Il G&T però pare ancora in forma, sia al bancone che sulla tavola. «Molti clienti ci chiedono di avvicinare il pairing al trend del Gin Tonic – dice lo spirits specialist di Mavolo – Per fortuna il ventaglio di proposte che abbiamo in catalogo come il nostro permette di avere dei gin che hanno una nota speziata, magari abbinabile a un piatto di crudo, oppure un gin che ha un alcol di base con una parte nobile come la canna da zucchero, un’esperienza unica ad esempio con una tartare».
Rinaldi punta sugli abbinamenti territoriali. «Sul fronte del gin i consumi restano alti da parte dei bar, perché il Gin Tonic non è affatto tramontato, anzi – dice Vercellis – Però c’è una parte sempre più consistente di cross con la ristorazione, abbiamo clienti che fanno ristorazione e anche cocktail oppure clienti che iniziano a farsi l’enoteca ma con una piccola mescita di spirits e alcuni drink più semplici».
Di qui un ragionamento sugli abbinamenti. «Sul gin siamo andati ad associare una tonica per fare degli assaggi di gin tonic, ma anche una serie di tapas, poiché i nostri gin provengono ognuno da una regione d’Italia o del mondo. Andiamo quindi ad associare il pairing diretto di quella regione».

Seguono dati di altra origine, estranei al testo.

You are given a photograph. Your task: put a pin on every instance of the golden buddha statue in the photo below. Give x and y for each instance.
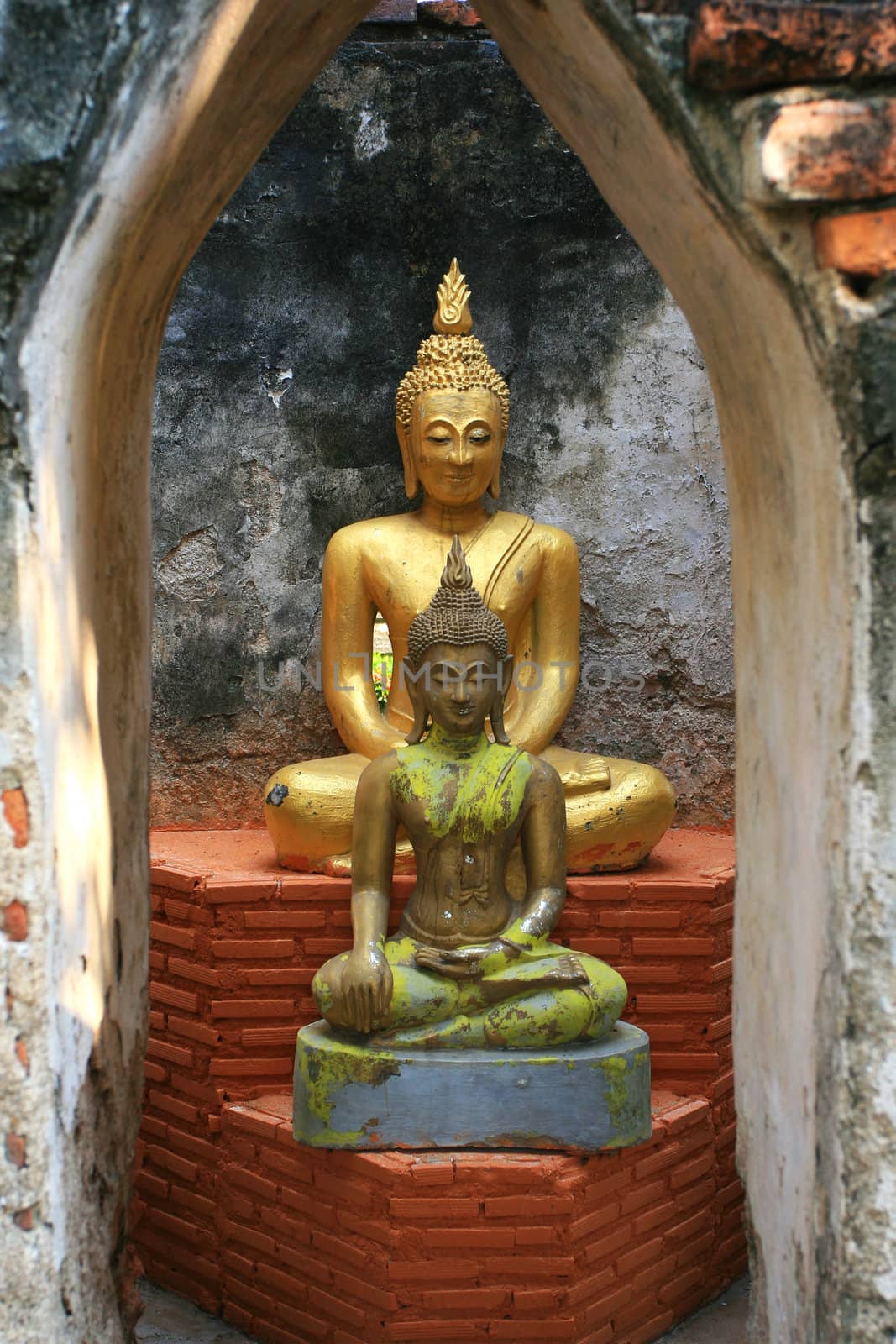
(469, 967)
(452, 418)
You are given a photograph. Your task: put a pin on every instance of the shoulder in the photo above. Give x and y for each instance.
(356, 543)
(553, 541)
(543, 535)
(543, 776)
(376, 773)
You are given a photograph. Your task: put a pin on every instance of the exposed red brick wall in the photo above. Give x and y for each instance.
(231, 1213)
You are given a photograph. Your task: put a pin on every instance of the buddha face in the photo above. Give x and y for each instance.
(464, 687)
(454, 445)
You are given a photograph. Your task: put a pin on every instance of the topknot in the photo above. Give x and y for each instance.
(452, 358)
(457, 615)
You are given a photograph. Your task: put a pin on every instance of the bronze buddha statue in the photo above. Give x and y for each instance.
(452, 418)
(470, 967)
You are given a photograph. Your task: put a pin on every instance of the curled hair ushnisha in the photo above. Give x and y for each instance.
(450, 360)
(457, 615)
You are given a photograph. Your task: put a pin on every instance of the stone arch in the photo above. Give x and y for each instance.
(154, 181)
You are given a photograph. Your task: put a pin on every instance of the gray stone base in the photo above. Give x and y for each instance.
(580, 1097)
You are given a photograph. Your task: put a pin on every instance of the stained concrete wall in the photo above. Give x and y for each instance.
(275, 413)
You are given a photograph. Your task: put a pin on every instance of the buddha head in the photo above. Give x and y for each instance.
(457, 669)
(452, 407)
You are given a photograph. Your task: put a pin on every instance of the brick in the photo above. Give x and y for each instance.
(559, 1328)
(537, 1267)
(248, 949)
(278, 974)
(174, 1054)
(604, 1247)
(698, 1196)
(684, 1005)
(437, 1171)
(160, 932)
(720, 1028)
(176, 998)
(681, 1285)
(174, 1106)
(640, 918)
(286, 1167)
(170, 1162)
(689, 1113)
(392, 11)
(637, 1258)
(335, 1307)
(223, 891)
(453, 1332)
(258, 1186)
(152, 1186)
(196, 1203)
(593, 1222)
(194, 1030)
(537, 1236)
(673, 947)
(421, 1207)
(652, 1330)
(364, 1289)
(683, 1063)
(692, 1171)
(338, 1249)
(251, 1037)
(181, 1227)
(187, 911)
(600, 889)
(259, 1303)
(642, 1195)
(723, 1085)
(281, 1068)
(469, 1238)
(692, 1227)
(325, 947)
(638, 974)
(15, 811)
(586, 1289)
(821, 150)
(251, 1007)
(678, 890)
(156, 1128)
(607, 1307)
(194, 971)
(15, 921)
(423, 1272)
(528, 1206)
(285, 918)
(656, 1216)
(537, 1299)
(746, 45)
(202, 1092)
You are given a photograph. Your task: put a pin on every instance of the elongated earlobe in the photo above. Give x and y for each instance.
(497, 705)
(495, 484)
(411, 483)
(421, 717)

A proposito di gin, Leonardo Veronesi, teme però un effetto “craft beer” e chiosa: «per il momento sta tirando molto il concetto del gin. Prima o poi riuscirà a stabilizzarsi, me lo auguro di cuore. Il bere è una moda, le tendenze cambiano in base alla moda, quindi noi come addetti al settore dobbiamo guardare avanti e cercare di anticipare quelle tendenze. Purtroppo l’Italia arriva in ritardo in un mercato che nel resto del mondo è già in calo. Ciò non significa che il Gin Tonic non venga bevuto, ma è importante continuare a tenere gli occhi aperti sul settore».
Forse questo arrivare dopo dovremmo sfruttarlo per studiare in anticipo i cali di mercato già avvenuti su altri mercati e farci trovare più preparati. Ce la faremo?